LA FILLE DE M. DE GRUMBKOW A SON PÈRE.
Quedlinbourg, 29 août 1732.
Pour m'acquitter de mon devoir et en même temps pour exécuter ses ordres, j'ai l'honneur de lui mander que j'ai trouvé la princesse promise fort changée à son avantage depuis deux ans que je ne l'ai vue. Il est vrai que, quand elle est devant madame sa mère, elle n'ouvre pas la bouche, et rougit toutes les fois qu'on lui parle, ce qui vient de ce qu'elle est tenue fort rigidement et n'a aucune liberté, pas même de recevoir les dames dans sa chambre, qui veulent lui faire la cour; il faut que cela soit en présence de la Duchesse. Pour moi, qui ai eu l'honneur de parler avec elle aux redoutes, où elle était seule et pas gênée, je puis assurer papa qu'elle ne manque ni d'esprit ni de jugement, et qu'elle raisonne sur tout très-joliment, et est compatissante, paraissant avoir un très-bon naturel. Elle aime fort à se divertir, et on a trouvé qu'elle dansait bien; pour très-bon air, je ne puis pas dire qu'elle l'a, et elle se laisse fort aller. Je crois que si elle avait quelqu'un qui le lui dise, que cela se changerait bientôt, car personne n'y prend garde. Au reste, Berlin lui plaît beaucoup, et elle souhaiterait fort d'y retourner, car, selon qu'il paraît, elle désire le jour de ses fiançailles. La duchesse de Bevern a été très-mal, et ne se porte pas encore bien. Elle m'a fait la confidence qu'elle était attaquée de la gravelle, et qu'elle avait déjà rendu une pierre.
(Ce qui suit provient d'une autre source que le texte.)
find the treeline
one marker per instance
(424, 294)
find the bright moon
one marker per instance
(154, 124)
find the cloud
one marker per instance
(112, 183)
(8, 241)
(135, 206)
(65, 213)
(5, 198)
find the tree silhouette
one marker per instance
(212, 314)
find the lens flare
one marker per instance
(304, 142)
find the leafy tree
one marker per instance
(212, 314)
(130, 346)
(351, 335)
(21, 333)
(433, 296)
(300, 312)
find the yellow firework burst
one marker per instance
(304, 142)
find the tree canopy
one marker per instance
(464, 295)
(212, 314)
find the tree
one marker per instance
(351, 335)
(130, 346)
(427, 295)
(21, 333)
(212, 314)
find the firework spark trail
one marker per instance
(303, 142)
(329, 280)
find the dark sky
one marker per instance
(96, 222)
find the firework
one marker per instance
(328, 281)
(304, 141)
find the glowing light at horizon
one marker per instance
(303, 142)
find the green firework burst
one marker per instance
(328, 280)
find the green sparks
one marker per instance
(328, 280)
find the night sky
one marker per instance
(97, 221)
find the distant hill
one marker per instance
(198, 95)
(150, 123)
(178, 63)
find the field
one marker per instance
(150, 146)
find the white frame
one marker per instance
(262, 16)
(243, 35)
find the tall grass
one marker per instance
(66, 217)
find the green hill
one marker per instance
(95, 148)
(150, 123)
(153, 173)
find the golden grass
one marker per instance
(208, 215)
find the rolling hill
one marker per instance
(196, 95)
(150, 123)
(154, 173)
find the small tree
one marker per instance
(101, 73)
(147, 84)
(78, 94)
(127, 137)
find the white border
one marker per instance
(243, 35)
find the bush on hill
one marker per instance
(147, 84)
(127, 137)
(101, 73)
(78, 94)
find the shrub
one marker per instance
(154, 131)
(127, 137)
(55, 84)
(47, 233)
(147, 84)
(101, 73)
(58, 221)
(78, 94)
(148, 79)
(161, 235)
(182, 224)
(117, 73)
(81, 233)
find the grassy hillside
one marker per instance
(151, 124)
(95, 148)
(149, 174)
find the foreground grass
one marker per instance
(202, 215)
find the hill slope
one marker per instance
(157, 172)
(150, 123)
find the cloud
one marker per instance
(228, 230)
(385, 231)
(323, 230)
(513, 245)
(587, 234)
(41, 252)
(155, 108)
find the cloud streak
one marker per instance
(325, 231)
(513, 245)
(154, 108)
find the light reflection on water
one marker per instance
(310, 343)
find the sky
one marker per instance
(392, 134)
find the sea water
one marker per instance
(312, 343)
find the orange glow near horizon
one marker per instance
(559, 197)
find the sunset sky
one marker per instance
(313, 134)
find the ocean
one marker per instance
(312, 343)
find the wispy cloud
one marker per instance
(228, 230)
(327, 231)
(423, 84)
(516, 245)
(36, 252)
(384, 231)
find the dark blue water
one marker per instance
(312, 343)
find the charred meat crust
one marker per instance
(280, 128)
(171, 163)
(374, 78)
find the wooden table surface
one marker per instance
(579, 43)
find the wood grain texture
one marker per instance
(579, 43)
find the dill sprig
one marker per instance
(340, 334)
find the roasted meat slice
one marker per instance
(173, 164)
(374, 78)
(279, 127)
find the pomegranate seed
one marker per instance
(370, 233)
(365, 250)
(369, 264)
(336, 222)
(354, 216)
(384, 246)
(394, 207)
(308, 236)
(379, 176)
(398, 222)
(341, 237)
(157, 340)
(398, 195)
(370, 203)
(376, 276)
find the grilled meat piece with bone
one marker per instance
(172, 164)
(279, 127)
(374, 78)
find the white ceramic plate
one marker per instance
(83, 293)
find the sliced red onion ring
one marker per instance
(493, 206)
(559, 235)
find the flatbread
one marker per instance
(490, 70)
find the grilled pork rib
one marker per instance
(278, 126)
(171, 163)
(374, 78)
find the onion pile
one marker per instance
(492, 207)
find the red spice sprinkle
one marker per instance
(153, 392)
Pour la duchesse régnante, elle se porte parfaitement bien, mais elle devient de jour en jour plus despotique; je crains que ce ne soit de courte durée, car le duc régnant devient fort vieux, et a une très-méchante toux qu'on craint beaucoup qu'elle ne lui joue un mauvais tour. Pour lui, il est fort aimé, et l'on s'étonne fort de sa patience. Ils nous ont tous comblés de leurs grâces par mille honnêtetés et distinctions.